California Poets: Part II

Carine Topal

Three Poems



Gleaned


The birds were feeding

and on fire I swayed

on hinges blue


November light poured from me the stones


of my teeth dug from shallow earth


My mother died


her eyes the color of a Brueghel field


I looked out one window the great heart of earth


no longer beat


Moonless and close I ate by the door rose to be blessed


in a room not my own

I was bright fruit

unbroken til then.




Shiva


We misunderstood our luck

growing up in that house —

third from the corner, where the forsythia


bloomed, as though to mock us, and my brothers hurried

down the street with a handful of bees in a jar,

for father who had a thousand demands,


who did not easily love, but was loved, who put the boys

in their place with a razor-tongue — afraid to let go of them,

yet keeping a distance — who lacked the know-how to father,


who struggled—feeling diminished in their world as they aged—

who held in his pocket the several sorrows of the world

when the boys grew older and first one, then the other died.


My father, who refused to hold shiva, though he sat fixed

for a week beneath the shrouded mirror. Friends

came anyway, pressing against us like broken stalks


under an impossible weight, some hugging casseroles,

others with bouquets, surrendering the bare-throated

flowers, a continuous loop of murmured comforts


feeding the machine of our grief. So many things

disappear in the world: lilacs. Even the bending light

leaves, though the windows linger.


Unaccounted for, the long-numbered streets.

A river that once flanked our city.

And father, overwhelmed and immovable,


withdrew, watched as those who could leave, left

the wreckage of our home. But the world

demanded, go on.




I Never Wanted It So

after Carol Ann Davis


It was summer.


It was summer and the aloe wanted none of the rain.

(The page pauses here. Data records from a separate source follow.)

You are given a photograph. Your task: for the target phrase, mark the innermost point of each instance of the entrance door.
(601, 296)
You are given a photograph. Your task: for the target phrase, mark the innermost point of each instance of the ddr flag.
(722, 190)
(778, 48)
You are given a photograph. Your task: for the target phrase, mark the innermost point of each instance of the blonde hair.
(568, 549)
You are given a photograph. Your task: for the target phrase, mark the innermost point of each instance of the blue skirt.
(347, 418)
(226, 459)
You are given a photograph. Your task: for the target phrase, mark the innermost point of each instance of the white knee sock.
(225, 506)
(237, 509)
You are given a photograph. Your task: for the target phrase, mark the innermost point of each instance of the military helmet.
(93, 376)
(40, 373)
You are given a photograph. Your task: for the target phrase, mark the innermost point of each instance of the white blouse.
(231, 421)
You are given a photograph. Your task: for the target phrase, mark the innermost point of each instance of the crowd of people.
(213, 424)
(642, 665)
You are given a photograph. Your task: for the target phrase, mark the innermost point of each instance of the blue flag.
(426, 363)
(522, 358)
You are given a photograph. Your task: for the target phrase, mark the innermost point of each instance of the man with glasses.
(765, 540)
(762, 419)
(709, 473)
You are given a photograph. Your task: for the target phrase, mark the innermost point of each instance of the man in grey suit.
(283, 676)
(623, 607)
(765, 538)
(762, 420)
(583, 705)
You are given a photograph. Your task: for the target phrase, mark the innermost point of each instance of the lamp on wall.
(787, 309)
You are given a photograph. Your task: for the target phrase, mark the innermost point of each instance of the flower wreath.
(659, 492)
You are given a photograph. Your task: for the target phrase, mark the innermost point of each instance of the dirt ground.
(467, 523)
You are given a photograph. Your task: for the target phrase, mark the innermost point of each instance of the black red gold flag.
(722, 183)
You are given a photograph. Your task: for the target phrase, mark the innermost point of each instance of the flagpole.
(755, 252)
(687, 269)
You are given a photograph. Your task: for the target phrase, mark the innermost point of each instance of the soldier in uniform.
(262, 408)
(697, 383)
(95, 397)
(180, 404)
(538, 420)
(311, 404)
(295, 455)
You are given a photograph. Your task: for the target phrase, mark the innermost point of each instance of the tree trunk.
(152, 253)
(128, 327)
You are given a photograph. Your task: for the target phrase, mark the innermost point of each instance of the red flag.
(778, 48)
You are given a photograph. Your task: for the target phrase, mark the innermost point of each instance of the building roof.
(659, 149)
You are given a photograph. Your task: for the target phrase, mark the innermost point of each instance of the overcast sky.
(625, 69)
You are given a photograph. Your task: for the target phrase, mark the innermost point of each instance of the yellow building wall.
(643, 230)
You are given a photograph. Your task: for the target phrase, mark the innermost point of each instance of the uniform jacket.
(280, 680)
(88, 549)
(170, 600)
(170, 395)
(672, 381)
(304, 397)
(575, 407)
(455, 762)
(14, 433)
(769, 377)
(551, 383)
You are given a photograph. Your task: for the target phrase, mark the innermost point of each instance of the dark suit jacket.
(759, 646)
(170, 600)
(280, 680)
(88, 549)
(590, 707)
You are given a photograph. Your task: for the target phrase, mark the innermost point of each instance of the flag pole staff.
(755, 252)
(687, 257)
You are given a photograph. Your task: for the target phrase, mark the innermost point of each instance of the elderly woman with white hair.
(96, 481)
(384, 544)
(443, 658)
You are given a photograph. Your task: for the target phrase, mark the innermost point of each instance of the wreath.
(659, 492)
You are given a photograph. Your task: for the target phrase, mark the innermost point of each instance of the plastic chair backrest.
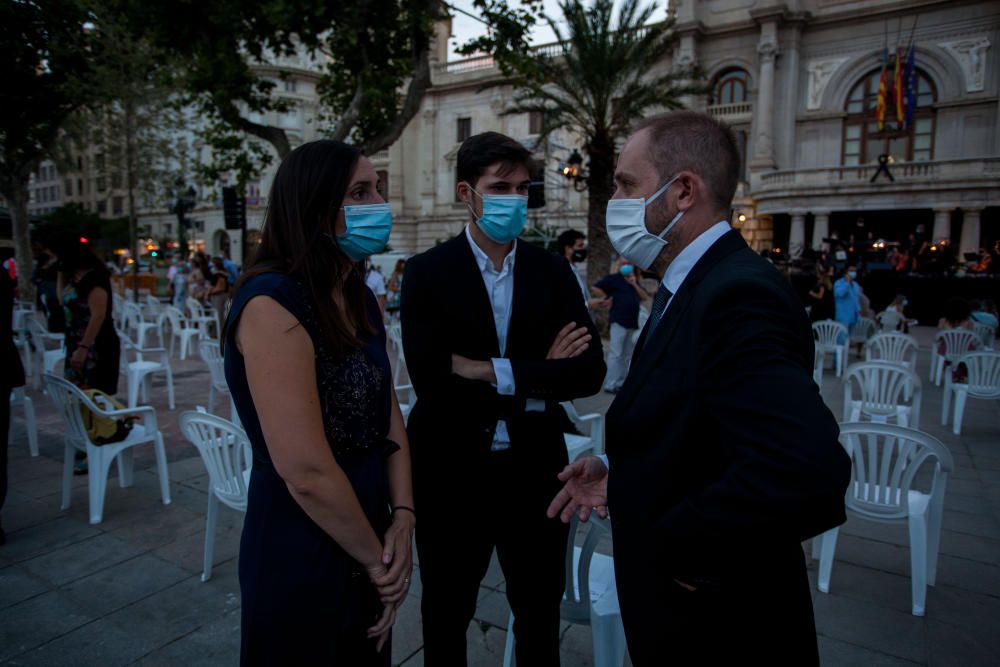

It was summer so the fields gave the finger to the sun.


It was summer, air, thickened by heat, gave in.


I heard a breath from my lungs corrupting


the air, maddening June nights


only to displease myself. Because I never thought


that was a way to settle me. Summer was a bitter sham


in my bitter mouth. Summer was everyone standing


in the standing room. Though I hunted,


no one came my way. My impulse cowered.


And in the corner, summer’s darkness, by chance,


gave me away.



Author Bio:

Carine Topal, a transplanted New Yorker, holds an MA from New York University. She was twice nominated for a Pushcart Prize, awarded residencies in the U.S. and abroad, is the recipient of numerous poetry awards and honors, including the 2007 Robert G. Cohn Prose Poetry Award and the Briar Cliff Poetry Award. Her chapbook, “Tattooed,” won the Palettes and Quills Poetry Chapbook Contest. Topal’s 5th collection, “In Order of Disappearance,” was published by the Pacific Coast Poetry Series in 2018. She lives in the desert and by the sea and leads poetry and memoir workshops.